The problem when somebody like Bernie Sahlins dies is there's only one of him and there are thousands of other people who know how much he changed their lives. Many memories showing up on Facebook will be as much about the person who remembers, as about Bernie himself. And this being a "show biz" story, there are many, many "could've- been", "should've-been", "used-to-be", "wanna-be" stars of stage and screen who will tell their Bernie stories hoping to get noticed.

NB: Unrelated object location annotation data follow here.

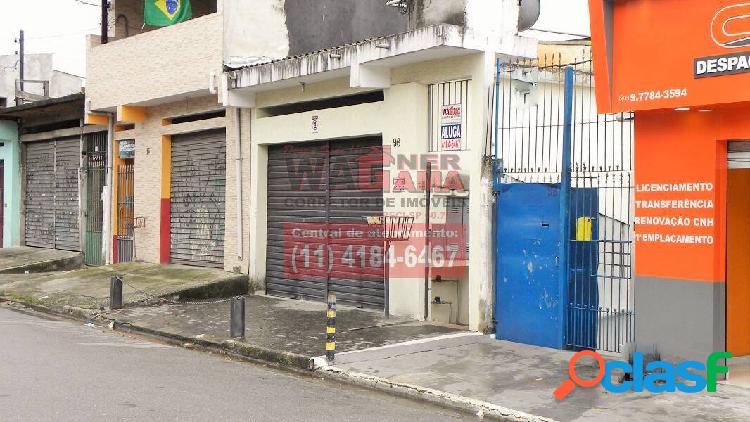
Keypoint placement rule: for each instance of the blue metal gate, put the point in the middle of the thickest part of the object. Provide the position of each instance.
(563, 184)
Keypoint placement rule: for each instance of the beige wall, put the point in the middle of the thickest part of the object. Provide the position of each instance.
(156, 66)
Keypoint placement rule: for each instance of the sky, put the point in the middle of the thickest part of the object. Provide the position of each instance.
(59, 26)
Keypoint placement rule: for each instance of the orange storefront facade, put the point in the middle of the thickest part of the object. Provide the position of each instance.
(683, 67)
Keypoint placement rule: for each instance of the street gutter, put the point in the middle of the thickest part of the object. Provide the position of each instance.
(302, 365)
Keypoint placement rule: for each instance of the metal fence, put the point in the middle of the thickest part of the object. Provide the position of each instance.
(528, 148)
(96, 174)
(125, 234)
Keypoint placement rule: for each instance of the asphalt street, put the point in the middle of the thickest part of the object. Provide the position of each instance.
(58, 370)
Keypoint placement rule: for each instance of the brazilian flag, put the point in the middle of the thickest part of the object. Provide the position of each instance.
(166, 12)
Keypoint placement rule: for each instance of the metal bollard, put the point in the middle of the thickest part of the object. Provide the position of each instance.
(115, 292)
(331, 329)
(237, 318)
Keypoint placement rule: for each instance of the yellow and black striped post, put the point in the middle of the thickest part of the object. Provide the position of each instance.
(331, 328)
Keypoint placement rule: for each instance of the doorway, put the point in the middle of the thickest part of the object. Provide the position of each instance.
(738, 249)
(125, 196)
(96, 179)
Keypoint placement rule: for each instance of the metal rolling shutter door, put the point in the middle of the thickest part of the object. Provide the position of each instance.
(356, 192)
(39, 200)
(67, 165)
(310, 185)
(297, 196)
(198, 191)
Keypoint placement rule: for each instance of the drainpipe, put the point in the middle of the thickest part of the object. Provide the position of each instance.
(238, 170)
(108, 207)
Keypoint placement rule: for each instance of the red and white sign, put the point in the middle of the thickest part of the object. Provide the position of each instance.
(451, 127)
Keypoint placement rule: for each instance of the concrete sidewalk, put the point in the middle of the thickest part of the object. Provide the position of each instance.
(35, 260)
(522, 378)
(88, 288)
(281, 325)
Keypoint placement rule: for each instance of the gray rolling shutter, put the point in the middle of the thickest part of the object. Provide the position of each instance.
(67, 165)
(39, 201)
(198, 191)
(297, 197)
(321, 186)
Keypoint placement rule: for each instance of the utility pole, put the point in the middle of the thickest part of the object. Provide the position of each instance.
(21, 53)
(105, 22)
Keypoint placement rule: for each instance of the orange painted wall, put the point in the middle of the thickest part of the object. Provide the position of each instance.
(738, 262)
(679, 147)
(654, 45)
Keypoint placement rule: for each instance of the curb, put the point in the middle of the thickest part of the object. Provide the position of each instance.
(299, 364)
(440, 398)
(64, 264)
(232, 348)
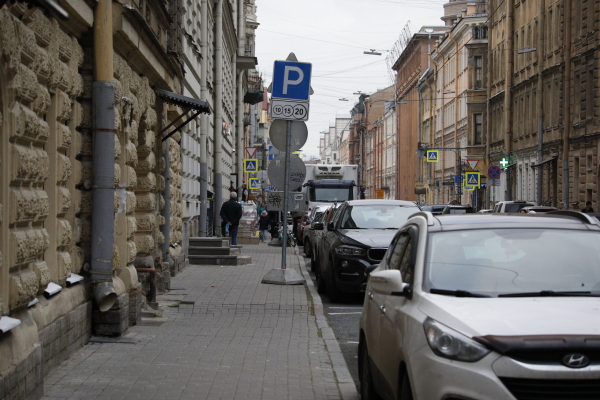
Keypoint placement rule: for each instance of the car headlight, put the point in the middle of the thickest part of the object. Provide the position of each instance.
(448, 343)
(350, 251)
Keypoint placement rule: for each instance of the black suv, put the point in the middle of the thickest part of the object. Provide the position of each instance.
(354, 241)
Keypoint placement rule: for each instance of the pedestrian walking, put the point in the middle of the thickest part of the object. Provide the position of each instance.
(244, 192)
(588, 207)
(263, 225)
(231, 213)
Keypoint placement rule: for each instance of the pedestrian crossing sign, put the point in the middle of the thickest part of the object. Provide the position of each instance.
(472, 179)
(432, 156)
(254, 183)
(250, 165)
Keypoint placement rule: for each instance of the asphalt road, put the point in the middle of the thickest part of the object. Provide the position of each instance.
(343, 319)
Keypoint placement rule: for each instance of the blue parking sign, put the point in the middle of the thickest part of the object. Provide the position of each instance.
(291, 80)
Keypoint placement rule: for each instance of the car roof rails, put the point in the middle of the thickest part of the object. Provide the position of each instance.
(428, 217)
(574, 214)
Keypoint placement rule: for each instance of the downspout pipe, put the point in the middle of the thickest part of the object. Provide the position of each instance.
(103, 164)
(166, 211)
(567, 116)
(540, 105)
(240, 98)
(203, 117)
(218, 131)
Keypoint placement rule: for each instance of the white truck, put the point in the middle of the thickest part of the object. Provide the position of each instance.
(329, 183)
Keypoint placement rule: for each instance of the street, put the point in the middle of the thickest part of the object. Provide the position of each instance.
(343, 319)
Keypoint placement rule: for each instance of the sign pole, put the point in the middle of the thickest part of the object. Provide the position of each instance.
(286, 189)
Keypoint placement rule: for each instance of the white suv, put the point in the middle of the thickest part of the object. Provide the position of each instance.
(485, 308)
(511, 206)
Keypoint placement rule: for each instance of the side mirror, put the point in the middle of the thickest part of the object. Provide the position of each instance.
(389, 282)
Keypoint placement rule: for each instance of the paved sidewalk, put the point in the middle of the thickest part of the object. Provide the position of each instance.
(225, 336)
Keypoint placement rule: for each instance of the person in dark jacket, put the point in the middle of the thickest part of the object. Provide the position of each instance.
(263, 225)
(231, 213)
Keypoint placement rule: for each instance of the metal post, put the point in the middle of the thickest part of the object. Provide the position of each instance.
(286, 190)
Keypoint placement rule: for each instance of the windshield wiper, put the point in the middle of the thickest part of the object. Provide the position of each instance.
(548, 293)
(457, 293)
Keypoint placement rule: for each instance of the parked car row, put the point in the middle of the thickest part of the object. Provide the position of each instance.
(481, 307)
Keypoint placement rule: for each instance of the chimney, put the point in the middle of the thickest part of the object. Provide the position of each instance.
(471, 8)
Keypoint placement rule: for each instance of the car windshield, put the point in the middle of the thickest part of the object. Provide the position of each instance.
(330, 195)
(378, 216)
(509, 261)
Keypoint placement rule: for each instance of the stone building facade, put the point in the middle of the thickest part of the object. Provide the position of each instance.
(543, 101)
(47, 176)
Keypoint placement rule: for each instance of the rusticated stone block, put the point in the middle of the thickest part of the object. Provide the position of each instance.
(131, 202)
(64, 233)
(40, 268)
(64, 106)
(41, 105)
(132, 251)
(24, 285)
(28, 124)
(131, 155)
(144, 243)
(146, 182)
(63, 168)
(146, 222)
(24, 84)
(64, 200)
(146, 165)
(131, 226)
(145, 202)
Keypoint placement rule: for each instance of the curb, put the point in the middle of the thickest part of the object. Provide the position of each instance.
(340, 368)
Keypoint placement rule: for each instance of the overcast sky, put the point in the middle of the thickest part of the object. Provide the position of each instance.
(332, 35)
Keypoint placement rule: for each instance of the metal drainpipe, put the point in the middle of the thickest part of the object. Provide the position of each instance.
(166, 211)
(240, 95)
(218, 133)
(203, 116)
(540, 105)
(567, 116)
(103, 216)
(458, 167)
(510, 8)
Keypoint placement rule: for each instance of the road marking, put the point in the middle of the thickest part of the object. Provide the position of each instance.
(343, 313)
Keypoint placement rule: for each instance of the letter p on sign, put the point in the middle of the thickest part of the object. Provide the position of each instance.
(291, 80)
(286, 79)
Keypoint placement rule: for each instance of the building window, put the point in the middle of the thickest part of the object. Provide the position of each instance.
(478, 127)
(478, 72)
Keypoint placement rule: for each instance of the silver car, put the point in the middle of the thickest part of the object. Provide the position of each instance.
(485, 307)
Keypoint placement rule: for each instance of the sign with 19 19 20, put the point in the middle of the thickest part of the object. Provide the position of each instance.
(286, 109)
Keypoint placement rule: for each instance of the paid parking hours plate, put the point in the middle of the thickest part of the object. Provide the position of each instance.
(296, 110)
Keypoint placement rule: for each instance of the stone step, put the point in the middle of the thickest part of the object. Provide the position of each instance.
(215, 251)
(220, 260)
(209, 242)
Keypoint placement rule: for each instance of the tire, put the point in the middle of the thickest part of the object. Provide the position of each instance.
(367, 388)
(307, 248)
(334, 294)
(321, 287)
(404, 391)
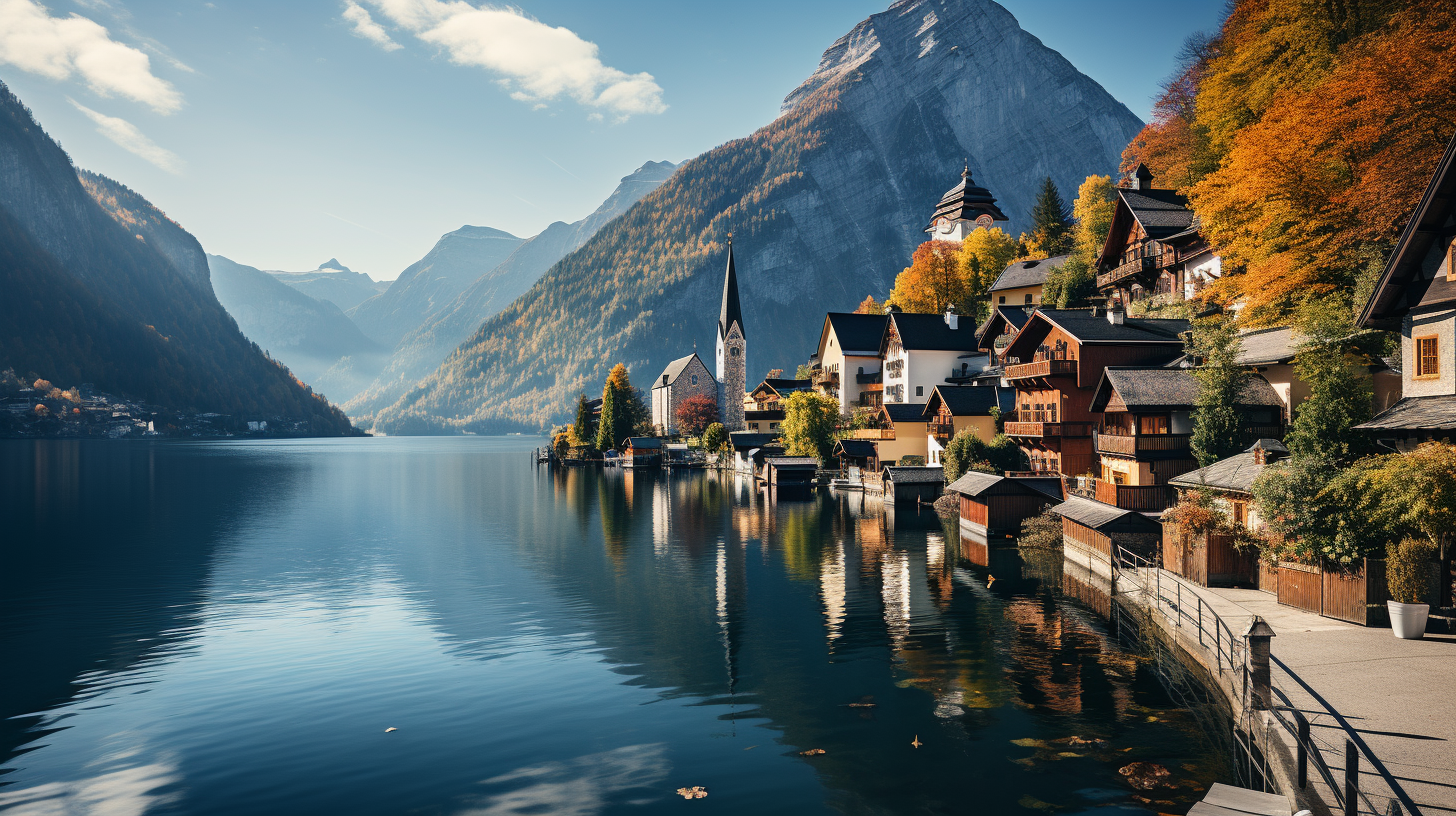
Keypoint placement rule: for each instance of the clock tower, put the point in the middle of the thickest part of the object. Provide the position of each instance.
(963, 209)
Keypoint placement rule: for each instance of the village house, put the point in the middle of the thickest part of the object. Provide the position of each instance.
(1417, 296)
(954, 408)
(1212, 557)
(1022, 281)
(1059, 360)
(1143, 436)
(849, 360)
(1153, 246)
(683, 378)
(920, 351)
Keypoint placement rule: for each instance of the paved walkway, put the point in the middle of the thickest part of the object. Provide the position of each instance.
(1399, 695)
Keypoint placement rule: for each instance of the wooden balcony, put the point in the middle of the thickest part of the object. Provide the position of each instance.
(1143, 499)
(1146, 446)
(1041, 369)
(1060, 430)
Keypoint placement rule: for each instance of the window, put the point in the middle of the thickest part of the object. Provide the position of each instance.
(1427, 357)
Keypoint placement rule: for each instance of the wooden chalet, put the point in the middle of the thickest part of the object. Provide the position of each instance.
(1213, 558)
(1059, 360)
(1153, 246)
(993, 507)
(642, 452)
(1417, 296)
(954, 408)
(1145, 432)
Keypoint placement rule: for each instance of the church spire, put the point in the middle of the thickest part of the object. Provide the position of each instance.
(731, 311)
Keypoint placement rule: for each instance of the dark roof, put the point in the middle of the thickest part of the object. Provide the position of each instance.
(856, 448)
(1233, 474)
(970, 399)
(858, 332)
(1402, 281)
(1171, 388)
(929, 332)
(1027, 273)
(904, 411)
(915, 475)
(674, 370)
(967, 201)
(1417, 414)
(1102, 516)
(747, 440)
(731, 311)
(976, 483)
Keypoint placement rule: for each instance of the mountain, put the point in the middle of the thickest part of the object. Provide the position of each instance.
(335, 283)
(102, 287)
(826, 206)
(427, 346)
(457, 260)
(305, 334)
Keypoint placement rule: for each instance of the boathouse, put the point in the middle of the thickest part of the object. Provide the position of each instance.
(995, 506)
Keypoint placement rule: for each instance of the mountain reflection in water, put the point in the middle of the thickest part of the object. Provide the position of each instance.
(230, 627)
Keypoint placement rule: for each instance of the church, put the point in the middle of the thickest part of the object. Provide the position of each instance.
(687, 376)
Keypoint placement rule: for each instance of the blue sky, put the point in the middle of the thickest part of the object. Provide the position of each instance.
(283, 133)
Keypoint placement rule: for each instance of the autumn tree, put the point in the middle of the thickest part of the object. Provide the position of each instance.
(932, 280)
(808, 426)
(1050, 223)
(695, 414)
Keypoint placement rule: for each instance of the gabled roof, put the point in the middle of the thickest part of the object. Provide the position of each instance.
(855, 448)
(976, 484)
(1027, 273)
(674, 370)
(1001, 319)
(903, 411)
(1417, 414)
(967, 201)
(1405, 283)
(855, 332)
(1105, 518)
(929, 332)
(1235, 474)
(970, 399)
(1149, 388)
(1086, 327)
(915, 475)
(731, 311)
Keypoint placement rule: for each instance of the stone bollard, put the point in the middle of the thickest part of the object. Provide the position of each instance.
(1258, 636)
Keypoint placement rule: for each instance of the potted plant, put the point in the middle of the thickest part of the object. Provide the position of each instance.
(1407, 574)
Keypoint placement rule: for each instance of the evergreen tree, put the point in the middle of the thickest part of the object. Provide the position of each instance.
(1050, 223)
(1220, 382)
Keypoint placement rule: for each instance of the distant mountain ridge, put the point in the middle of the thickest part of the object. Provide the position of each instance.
(826, 204)
(421, 351)
(101, 287)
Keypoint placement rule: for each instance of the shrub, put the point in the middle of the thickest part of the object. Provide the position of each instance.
(1408, 569)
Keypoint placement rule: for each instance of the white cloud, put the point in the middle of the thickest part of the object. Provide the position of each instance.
(131, 140)
(366, 26)
(540, 61)
(58, 47)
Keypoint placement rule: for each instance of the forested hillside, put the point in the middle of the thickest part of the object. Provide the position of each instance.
(114, 296)
(824, 204)
(1303, 134)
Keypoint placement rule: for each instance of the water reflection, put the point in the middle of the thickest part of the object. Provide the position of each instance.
(565, 641)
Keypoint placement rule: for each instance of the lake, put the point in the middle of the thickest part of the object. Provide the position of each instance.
(232, 627)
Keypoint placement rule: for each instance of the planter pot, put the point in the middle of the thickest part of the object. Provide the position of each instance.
(1408, 620)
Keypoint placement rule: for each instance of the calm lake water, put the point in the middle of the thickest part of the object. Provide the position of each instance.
(232, 627)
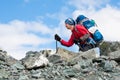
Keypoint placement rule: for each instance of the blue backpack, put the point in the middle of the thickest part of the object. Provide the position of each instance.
(91, 26)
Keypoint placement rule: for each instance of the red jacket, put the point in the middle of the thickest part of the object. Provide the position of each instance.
(77, 32)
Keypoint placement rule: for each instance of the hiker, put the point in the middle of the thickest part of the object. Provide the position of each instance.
(79, 36)
(92, 27)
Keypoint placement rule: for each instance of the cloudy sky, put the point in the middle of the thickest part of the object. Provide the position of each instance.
(27, 25)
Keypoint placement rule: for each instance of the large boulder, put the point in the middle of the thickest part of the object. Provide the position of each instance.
(36, 59)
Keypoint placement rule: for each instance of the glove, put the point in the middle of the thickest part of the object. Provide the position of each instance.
(85, 37)
(57, 37)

And that's sort of how it should be. Bernie Sahlins, one of the founders of Chicago's Second City, knew aspiring actors, directors and writers well. He was friends with geeky nutballs, and twisted geniuses, cerebral comedians and pratfall specialists. He tolerated their antics, nudged them to success, and trusted that the universe would cough up more fantastically smart and funny people to take their place in Chicago, when they'd gone away to seek fame and fortune on Saturday Night Live, or to make Animal House on the West Coast, or just to step away and get married and have kids.
He was used to incredibly vulnerable, terrified people who an audience could transform into the smartest funniest folks alive. You had the feeling he'd seen it all and he was razor-sharp at noticing "the exceptional".
By the time I got involved with Second City in the late seventies, Bernie was the boss on Wells Street. Joyce Sloan ran the box office and the touring company. Fred Kaz played the piano. The cast included Eugenie Ross Leming, John Belushi, I'm not sure who else. They were so smart and so funny. Everybody loved and hated Bernie. He was the father figure incarnate. It didn't seem to matter if you had a good dad or a bad dad--Bernie, with his twinkly eyes and mafia-style cigar, was the Big Daddy now. Although quick thinkers and nimble wits were drawn to Second City's stage, so were hordes of natural mimics. They all "did" Bernie. I'm sure he knew, sure he laughed, sure he got tired of it.
I went to Second City workshops with Del Close where I met Tim Kazurinsky and started to learn to think on my feet. We learned traditional improvisation techniques designed to tap our natural responses, our story-telling instincts. We learned to construct stories together. Once in awhile we noticed Bernie in the back of the room, just watching, or smiling. Or not.
I was cast in the touring company and for a couple of years our troop played for colleges around the Midwest. Judy Stone and I were always slated to do the improv section at the end of the show. Performing without a net in front of 5,000 college kids is pretty scary. But when they laughed, it was a wave that built and crested and washed over us with acceptance and respect. That's really all any of us wanted anyway.
I was touring on weekends and working Monday nights on Second City's main stage. It was real-life training for the big leagues. We were like 8th graders and the regular cast were the seniors. I had a small child at home and I was staying out too late too often. I summoned up all the courage I could and went to see Bernie. "I just don't think I want to do this anymore," I said. "I really want to be a writer."
'"Mmmm," he said, taking a big drag of his cigar, "You realized you're not sick and neurotic enough to be an actress." I hadn't really thought of it that way, but, yeah.
I was working for the Chicago Reader at the time, writing stories. "Why don't you hire me for what they pay me?" I said., "to write."
And then I was, a regular in "the writers' room". When "My Bodyguard" came to Second City looking for help on the script, Bernie assigned Tim and me to work on it and we learned how to write screenplays on the job. When I had an idea for a movie about the first woman private eye, Bernie hired Pat Colander and I to write the screenplay. When David Mamet's "Sexual Perversity In Chicago" was having script troubles, Bernie again assigned Tim Kazurinsky and me to start the rewrites.
And the days drifted down. It's so trite, but what's past seems like yesterday. One day, sitting in the writers' room, Bernie looked out the window and thought about that night's show at his Second City night club. The snowflakes fell, one-by-one, faster and faster. Traffic was going to be pretty bad by curtain time. "Every one of those snowflakes," he mused, "every single one of those snowflakes is costing me a dollar." He was, after all, extremely successful in show business.